しかし、久方振りの甘い刻ゆっくりと楽しむ暇などないようで、その時、頭を深々と下げた女房が無礼を承知で曹司に訪れる。
「ヒノエ様、弁慶様!緋鶸様のお姿が邸内に見当たらないのですっ」
恐る恐ると告げると、不手際を詫びた。
「緋鶸が!?」
「…っ何処へ行ったのか分かりますか?」
「おそらくは…お邸の外へ…っ」
薬湯を緋鶸の元へ運べばすでに姿はなく、慌てて確認すれば草履が無くなっていたと云う。
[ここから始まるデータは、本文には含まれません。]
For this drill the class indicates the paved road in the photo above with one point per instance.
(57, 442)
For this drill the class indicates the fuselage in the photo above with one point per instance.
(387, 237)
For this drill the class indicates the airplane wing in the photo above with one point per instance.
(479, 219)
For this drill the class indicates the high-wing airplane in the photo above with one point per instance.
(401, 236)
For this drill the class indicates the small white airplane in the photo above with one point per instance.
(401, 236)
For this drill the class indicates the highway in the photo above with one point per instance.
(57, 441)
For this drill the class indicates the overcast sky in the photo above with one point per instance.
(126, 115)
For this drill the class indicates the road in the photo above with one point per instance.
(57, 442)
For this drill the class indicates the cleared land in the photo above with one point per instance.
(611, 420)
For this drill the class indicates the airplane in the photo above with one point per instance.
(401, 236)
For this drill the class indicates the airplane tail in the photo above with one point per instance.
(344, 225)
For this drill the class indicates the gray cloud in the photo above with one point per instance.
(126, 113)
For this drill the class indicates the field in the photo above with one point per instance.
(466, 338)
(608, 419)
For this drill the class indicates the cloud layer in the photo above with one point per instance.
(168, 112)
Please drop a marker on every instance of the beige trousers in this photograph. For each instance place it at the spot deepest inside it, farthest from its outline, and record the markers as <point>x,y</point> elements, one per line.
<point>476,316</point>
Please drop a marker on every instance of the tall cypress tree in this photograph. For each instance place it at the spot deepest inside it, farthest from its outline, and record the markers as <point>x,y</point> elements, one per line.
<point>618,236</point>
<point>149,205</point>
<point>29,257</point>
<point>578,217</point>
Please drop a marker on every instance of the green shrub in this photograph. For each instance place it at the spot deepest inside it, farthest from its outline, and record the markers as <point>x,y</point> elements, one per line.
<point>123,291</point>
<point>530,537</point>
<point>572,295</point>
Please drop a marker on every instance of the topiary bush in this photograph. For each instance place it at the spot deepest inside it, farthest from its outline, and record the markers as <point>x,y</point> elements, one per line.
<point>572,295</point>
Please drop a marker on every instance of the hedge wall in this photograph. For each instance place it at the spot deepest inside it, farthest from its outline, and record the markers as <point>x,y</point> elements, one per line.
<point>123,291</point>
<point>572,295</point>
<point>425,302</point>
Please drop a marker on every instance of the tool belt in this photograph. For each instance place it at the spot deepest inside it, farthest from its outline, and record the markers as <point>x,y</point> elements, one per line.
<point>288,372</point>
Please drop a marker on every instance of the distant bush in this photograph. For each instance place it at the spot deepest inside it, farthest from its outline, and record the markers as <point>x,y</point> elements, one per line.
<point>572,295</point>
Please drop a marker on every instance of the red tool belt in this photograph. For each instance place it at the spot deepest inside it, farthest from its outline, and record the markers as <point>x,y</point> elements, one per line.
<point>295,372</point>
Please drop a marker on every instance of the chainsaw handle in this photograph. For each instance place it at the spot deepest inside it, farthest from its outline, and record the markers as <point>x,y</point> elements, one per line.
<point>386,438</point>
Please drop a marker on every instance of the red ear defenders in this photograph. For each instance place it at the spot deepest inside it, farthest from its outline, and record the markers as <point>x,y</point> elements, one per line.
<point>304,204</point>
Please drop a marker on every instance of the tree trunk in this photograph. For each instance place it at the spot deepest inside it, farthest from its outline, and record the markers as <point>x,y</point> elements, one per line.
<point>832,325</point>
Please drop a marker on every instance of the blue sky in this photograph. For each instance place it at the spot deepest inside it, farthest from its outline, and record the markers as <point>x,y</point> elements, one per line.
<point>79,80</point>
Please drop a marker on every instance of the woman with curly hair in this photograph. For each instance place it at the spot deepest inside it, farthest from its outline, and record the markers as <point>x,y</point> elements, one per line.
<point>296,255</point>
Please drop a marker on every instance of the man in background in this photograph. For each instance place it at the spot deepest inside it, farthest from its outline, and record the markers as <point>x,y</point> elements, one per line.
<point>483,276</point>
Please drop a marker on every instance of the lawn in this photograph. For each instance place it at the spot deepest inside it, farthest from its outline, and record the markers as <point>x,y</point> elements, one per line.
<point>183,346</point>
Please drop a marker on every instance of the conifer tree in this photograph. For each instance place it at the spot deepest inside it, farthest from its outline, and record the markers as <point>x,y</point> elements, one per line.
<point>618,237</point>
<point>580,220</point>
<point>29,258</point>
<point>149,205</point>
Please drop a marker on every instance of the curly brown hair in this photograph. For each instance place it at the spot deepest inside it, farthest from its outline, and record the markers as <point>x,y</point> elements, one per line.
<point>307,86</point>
「分かった、お前は緋鶸の曹司に褥と火鉢の準備を頼む!」
火鉢はすでに置いてはあるが増やしておくに越した事はない。この雪の中出歩いたのでは身体が冷えてしまう。
「弁慶、行くぜ!…緋鶸の足じゃそう遠くにはいけないはずだ」
「…っええ、早く見つけてやらないと!」
女房へ応えもそこそこに、ヒノエと弁慶は競うように渡殿を駆けていく。
一瞬弁慶には気後れと迷いがあったが、緋鶸を心配する気持ちに偽りなどなく、それが足を動かしていた。